Невольные каменщики. Белая рабыня | страница 34
Из мешка посыпались яркие коробочки, пакеты, в конце явилась бутылка.
Уселись по разные стороны железного стола. В бутылке оказался молочный ликер. Я разыскал стойбище местных стаканов, они диковато поблескивали, завидев, с чем придется иметь дело. Несколько минут ушло на обмен мнениями по поводу зарубежных вкусов. Странно, что не у нас вывели корову, дающую подобное молочко. Тема была исчерпана быстро. Замаячили очертания подступающей неловкости. Несмотря на сексуальное столкновение в Безбожном, в моем сознании правил образ Дарьи Игнатовны из недр снегопада.
Тоже почувствовав приближение мели, Даша вынула из кармана своей терракотовой юбки несколько сложенных листков бумаги.
— Что это? — спросил я, отлипая от стакана.
— Кошмар и ужас, — игриво потупилась Дарья Игнатовна.

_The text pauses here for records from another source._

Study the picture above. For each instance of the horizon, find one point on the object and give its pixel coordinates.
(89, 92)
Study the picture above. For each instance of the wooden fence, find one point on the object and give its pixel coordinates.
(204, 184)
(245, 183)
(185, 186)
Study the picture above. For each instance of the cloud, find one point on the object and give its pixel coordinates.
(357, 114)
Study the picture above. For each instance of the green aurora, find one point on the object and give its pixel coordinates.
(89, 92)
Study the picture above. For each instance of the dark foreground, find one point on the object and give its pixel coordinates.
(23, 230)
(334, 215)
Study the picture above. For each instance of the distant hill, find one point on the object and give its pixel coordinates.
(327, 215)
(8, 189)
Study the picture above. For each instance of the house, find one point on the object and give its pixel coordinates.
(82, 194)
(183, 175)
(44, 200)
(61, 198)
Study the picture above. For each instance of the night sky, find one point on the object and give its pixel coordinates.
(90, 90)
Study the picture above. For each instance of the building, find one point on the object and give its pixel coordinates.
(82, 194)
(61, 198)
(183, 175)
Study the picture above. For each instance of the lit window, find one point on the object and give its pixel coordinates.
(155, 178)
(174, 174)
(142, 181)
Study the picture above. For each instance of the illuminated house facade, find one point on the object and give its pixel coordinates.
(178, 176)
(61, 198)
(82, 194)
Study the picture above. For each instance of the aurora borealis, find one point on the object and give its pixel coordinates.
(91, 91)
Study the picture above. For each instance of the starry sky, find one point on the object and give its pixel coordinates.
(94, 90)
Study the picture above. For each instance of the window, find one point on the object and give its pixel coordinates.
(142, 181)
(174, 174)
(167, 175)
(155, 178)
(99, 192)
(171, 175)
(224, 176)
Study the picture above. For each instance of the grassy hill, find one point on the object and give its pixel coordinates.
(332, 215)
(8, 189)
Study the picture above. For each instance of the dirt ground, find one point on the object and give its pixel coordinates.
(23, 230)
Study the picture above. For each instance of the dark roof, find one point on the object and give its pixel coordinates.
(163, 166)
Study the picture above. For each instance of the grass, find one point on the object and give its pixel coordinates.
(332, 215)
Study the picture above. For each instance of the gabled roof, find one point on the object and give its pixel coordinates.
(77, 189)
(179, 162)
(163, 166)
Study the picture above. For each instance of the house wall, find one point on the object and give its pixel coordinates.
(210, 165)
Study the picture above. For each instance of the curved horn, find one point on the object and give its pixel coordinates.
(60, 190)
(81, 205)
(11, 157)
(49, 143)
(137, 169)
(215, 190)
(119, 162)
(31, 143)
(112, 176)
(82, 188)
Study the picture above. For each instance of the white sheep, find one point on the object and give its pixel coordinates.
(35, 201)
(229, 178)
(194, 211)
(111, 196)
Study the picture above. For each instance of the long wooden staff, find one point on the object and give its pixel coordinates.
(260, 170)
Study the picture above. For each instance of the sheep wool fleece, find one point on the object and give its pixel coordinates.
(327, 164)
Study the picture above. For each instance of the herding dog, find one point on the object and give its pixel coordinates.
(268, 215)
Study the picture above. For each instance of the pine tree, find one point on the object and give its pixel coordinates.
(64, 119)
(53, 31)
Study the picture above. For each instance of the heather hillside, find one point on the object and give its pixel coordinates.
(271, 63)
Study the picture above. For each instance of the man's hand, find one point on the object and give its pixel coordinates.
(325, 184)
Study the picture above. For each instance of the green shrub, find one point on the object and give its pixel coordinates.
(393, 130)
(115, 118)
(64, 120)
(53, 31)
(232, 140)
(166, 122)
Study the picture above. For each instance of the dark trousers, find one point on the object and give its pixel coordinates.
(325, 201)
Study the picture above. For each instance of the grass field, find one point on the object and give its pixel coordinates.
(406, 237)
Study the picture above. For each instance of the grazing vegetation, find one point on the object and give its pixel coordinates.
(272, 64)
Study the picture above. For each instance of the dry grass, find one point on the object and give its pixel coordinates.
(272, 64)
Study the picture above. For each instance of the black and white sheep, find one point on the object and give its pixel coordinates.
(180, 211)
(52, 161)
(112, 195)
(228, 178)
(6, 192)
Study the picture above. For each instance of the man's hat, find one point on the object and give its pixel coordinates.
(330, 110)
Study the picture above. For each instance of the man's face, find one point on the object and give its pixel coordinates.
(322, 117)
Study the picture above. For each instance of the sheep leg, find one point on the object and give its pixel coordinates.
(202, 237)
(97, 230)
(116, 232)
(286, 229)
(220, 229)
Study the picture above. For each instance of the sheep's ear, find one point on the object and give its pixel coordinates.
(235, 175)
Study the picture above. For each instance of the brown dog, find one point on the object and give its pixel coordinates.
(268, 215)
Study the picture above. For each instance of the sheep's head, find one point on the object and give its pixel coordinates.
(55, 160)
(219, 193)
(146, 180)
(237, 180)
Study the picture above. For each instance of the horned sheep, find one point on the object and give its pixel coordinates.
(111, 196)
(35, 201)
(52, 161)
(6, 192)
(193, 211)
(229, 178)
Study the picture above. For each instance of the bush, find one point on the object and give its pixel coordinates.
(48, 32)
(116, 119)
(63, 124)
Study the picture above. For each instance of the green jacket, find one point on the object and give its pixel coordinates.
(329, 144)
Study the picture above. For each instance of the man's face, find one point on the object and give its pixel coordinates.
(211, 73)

Мне приходилось подрабатывать в литконсультации, и я научился сразу распознавать привкус безумия в тексте. После церемонного обращения «Глубокоуважаемая Дарья Игнатовна» и первого абзаца, наполненного извинениями столь же витиеватыми, сколько и сумасшедшими, хлынул широкий поток откровенностей, физиологизмов, оправленный куртуазной фразеологией и архаичной лексикой. Вслед за изложением того, как именно автор послания расценивает прелести Дарьи Игнатовны (не только ланиты или перси, но и чресла даже), следовало вдруг длинное, выспреннее, самоуничижительное расшаркивание. Несмотря на внешний словесный лоск, собственно словами этот хам пользовался неумело. Описания интимных прикосновений напоминали членовредительство. Лесоруб, перебирающий бриллианты.
Я понял, что эта женщина, постепенно (но очень медленно) становящаяся моей любовницей, одновременно пребывает в кипящем воображении какого-то монстра. Я делю Дарью Игнатовну с циклопом.
Мне было невесело, но пришлось расхохотаться.
— Кто это?
Даша сложила письмецо и спрятала в карман юбки. Поближе к тем местам, которых вожделел воспаленный текст.
— Это такой маленький толстячок. Ему лет пятьдесят. Пять.
— Да-а? — стараясь придать какую-то этакую интонацию голосу, протянул я.
— Он безобиден, как кастрюля с холодной водой. Хотя надоедает страшно.
— В каком смысле? — наклонился я вперед, разыгрывая зарождение ревности.
— Да нет, — улыбнулась Даша, — он просто садится рядом на заседании ученого совета, сопит, потеет, шепчет. Размазывает на лысине кудрю.
— Он кто там у вас, завхоз?
— Совсем наоборот. Стиховед. Профессор. Маленький, несчастный, одинокий. Живет с сумасшедшим братом.